Sunday, February 15, 2009


What do you do with the rage?

I've talked to many friends and professionals and they all tell me the same thing. You can't let it eat you up. It's a waste of your time and energy. Be patient and let the legal system take it's course. Don't talk like a crazy person or you'll wind up in jail instead of him.

While all of these things are true, there are days when it seems like, unless you've been there, unless you've held the police report in your hands and read what your husband did to your child, you just are totally clueless.

"I hear you have a cancerous tumor, you know, that really isn't a good idea. You really shouldn't do that."

My rage is not optional.

I'm going to the arraignment on Tuesday. I will be nothing but a witness to the process. I will also have two friends to come with me to grab the back of my coat should I begin to make any lunging movements. Perhaps they'll need to put me in a shock collar.

But I have been wondering lately how we will work the divorce hearing. I told my lawyer that I couldn't handle being in the same room with STBX. I told her that my only comforting fantasy is where I put a bullet in his head. I told her that civility, in this instance, will not exist. I will not sit in the same room and act as if I don't want to tear him limb from limb.

Especially when he wants to give a sob story of how I owe him money.

My rage percolates through everything I do. Never try to frost a Valentine's Day cake when the frosting won't cooperate and your hands won't stop shaking because of the images running through your head. The cake ended up decorating the inside of the trash can after I ripped it to shreds with my hands. A perfect Valentine's Day metaphor.

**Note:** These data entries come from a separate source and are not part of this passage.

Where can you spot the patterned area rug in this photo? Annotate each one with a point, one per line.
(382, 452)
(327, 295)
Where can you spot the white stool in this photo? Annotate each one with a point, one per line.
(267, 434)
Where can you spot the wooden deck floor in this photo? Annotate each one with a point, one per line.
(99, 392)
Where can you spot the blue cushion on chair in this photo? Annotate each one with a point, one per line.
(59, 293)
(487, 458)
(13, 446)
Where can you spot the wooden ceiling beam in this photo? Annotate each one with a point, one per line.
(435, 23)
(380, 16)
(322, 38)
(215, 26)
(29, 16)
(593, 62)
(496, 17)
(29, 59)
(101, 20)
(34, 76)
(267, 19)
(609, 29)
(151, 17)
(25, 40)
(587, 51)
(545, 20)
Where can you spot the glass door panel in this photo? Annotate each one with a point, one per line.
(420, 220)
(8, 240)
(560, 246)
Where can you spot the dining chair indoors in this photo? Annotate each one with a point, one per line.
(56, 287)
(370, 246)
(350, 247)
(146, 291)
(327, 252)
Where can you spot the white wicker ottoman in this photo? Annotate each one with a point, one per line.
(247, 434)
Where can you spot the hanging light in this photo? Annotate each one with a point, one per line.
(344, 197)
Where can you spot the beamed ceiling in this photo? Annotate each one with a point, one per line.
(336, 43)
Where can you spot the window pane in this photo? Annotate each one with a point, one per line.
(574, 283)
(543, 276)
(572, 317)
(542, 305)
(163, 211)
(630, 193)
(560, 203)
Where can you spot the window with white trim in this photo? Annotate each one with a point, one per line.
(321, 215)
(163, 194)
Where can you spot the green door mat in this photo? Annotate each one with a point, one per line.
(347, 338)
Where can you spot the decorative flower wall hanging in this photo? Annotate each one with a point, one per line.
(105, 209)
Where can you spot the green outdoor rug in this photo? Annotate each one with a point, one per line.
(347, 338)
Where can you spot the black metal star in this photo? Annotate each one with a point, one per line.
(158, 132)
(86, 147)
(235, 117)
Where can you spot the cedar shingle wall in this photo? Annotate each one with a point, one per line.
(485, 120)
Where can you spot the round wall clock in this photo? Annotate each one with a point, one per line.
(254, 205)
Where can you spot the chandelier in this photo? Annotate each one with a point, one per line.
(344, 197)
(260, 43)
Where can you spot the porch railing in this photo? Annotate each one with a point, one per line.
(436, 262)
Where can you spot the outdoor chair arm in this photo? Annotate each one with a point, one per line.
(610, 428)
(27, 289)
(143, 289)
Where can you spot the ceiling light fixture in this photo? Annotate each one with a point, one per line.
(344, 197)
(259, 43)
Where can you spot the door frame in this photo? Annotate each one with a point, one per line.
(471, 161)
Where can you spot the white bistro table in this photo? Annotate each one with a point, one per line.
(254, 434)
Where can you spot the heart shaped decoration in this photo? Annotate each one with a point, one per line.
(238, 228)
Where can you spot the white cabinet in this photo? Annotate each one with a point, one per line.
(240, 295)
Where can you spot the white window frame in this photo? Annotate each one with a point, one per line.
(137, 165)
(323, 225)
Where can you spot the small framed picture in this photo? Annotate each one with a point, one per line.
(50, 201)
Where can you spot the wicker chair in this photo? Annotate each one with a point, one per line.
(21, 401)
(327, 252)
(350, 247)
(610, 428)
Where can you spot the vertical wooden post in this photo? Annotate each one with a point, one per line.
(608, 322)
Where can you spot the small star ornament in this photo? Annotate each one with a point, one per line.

It's a good thing that he has his sister who still loves him. Since he confessed to her, if he brings this whole nightmare to a trial, her ass is going to be on the witness stand as well. Along with his girlfriend whom he also confessed to. The Pedophile Possee, as I call them. My rage will make sure that his support system is put under the spotlight as well.

I have to hold my hands out in front of me, gripping one in the other, to stop their shaking. They long to take their pound of flesh.

My rage is not optional.


DogLover said...

Dog Shock Collars are one of the most effective, simplest and most humane training aids available. Remote Shock Collars are placed on a dog's neck, allowing a trainer to deliver small static corrections of varying strength by remote control. The correction the dog gets from the remote dog training collar is no different than static from walking on carpet. The benefits of working with a remote dog training collar is the trainer can immediately correct a dog's mistakes at a distance far greater than leash training allows. they should never be used on humans

Debbie said...

Yeah, you should probably know that I have a rather snarky sense of humor. I would never wear a shock collar as I far prefer sending electric shocks directly through my nipples.